85 Degrees liable franchisee conduct
As a franchisor 85 Degrees has been found accountable for franchisees payment contraventions.

The 85 Degrees Coffee bakery chain franchisor has copped a $1.44 million fine for “systematic failure to ensure compliance within its franchise network”.

This is the third highest fine secured by the Fair Work Ombudsman.

The landmark case is the first instance of the FWO using the responsible franchisor entity provisions of Protecting Vulnerable Workers reforms. These provisions hold a franchisor accountable for the conduct of its franchisees.

The case relates to young workers and visa holders, employed at eight franchisee-operated outlets in Sydney in 2019. Nine of the workers were underpaid a total of $32,321.

The court found that while 85 Degrees did not directly underpay the workers, it is legally liable for the franchisees’ actions. The court found it should reasonably have known, and from 1 April 2019 did know, its franchisees would commit underpayment, record-keeping and pay slip contraventions, and failed to take reasonable preventive steps.

A systematic failure

Justice Robert Bromwich found “85 Degrees does not, and could not, dispute the FWO’s accurate assertion that the facts demonstrate a systematic failure to ensure compliance within its franchise network.”

Justice Bromwich said 85 Degrees has now “abandoned its business in Australia and is unlikely to resume that business”.

“85 Degrees did not ultimately find a way of achieving compliance by its franchisees, but rather gave up and has not really tried to do so at all,” Justice Bromwich said.

“In the franchise context, it must not be seen as acceptable for franchisors to tolerate, or turn a blind eye to, franchisee contraventions as an ordinary part of business,” he said.

Failure to take reasonable steps

Fair Work Ombudsman Anna Booth said “85 Degrees’ conduct in this matter was completely unacceptable. The company had been on notice for some time about compliance issues in its network but failed to take reasonable steps as a responsible franchisor to address those issues.

“All franchisors, including international chains in the Australian market, need to be aware that the Fair Work Ombudsman will continue to hold them to account if they turn a blind eye to compliance problems in their network. Franchisors must take action,” she said.
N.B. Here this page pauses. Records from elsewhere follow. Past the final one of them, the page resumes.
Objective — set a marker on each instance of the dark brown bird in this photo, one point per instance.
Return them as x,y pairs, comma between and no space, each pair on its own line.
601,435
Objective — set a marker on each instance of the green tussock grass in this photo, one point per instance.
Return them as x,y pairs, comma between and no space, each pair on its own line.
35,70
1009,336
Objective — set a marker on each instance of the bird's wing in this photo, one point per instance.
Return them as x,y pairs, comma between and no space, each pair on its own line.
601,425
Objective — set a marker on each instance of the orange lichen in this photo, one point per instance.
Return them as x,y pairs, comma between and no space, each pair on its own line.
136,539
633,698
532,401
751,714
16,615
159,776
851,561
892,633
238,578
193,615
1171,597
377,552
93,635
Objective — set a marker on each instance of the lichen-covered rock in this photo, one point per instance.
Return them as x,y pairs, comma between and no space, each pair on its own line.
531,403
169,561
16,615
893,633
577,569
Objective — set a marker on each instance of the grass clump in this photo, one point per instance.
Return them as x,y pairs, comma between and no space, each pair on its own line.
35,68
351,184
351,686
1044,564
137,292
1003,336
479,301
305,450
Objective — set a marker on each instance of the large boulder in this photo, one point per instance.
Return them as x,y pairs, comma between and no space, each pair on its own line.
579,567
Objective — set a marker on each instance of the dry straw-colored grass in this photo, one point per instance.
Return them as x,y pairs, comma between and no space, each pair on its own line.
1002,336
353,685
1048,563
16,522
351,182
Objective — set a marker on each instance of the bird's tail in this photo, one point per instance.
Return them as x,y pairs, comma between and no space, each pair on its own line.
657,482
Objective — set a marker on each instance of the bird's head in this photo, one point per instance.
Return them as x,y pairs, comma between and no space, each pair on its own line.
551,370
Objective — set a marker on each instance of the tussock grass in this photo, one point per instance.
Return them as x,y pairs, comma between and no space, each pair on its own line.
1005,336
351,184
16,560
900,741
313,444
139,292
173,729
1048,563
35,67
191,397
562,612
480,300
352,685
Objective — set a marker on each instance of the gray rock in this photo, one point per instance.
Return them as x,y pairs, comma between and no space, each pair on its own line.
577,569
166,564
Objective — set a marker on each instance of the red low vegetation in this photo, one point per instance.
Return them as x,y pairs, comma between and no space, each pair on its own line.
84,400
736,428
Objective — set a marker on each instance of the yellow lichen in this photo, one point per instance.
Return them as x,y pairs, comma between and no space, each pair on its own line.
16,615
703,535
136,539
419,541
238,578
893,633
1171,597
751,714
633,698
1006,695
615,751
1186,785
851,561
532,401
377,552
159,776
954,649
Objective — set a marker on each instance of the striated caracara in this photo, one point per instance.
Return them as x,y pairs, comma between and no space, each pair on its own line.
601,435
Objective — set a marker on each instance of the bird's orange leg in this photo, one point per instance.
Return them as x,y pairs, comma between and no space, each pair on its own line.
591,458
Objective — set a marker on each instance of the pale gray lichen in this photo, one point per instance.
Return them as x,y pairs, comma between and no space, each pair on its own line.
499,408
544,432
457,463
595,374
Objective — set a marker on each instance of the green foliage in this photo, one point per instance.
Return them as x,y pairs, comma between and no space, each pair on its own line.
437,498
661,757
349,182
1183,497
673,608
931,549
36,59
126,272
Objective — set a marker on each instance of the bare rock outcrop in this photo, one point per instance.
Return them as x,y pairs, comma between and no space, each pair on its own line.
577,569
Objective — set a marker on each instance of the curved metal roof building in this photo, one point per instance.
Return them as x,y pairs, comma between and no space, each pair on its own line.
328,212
In 2022 the FWO secured $475,200 in penalties against 85 Degrees for exploiting young Taiwanese students in Sydney. Prior to that, in 2015, it entered into an Enforceable Undertaking in response to underpayments and record-keeping contraventions.

Underpayments paid pack

In the most recent case individual underpayments ranged from $239 to $15,198.

The individual franchisees back-paid the workers in full as a result of the FWO’s proactive audit and the regulator has not taken court action against the franchisees.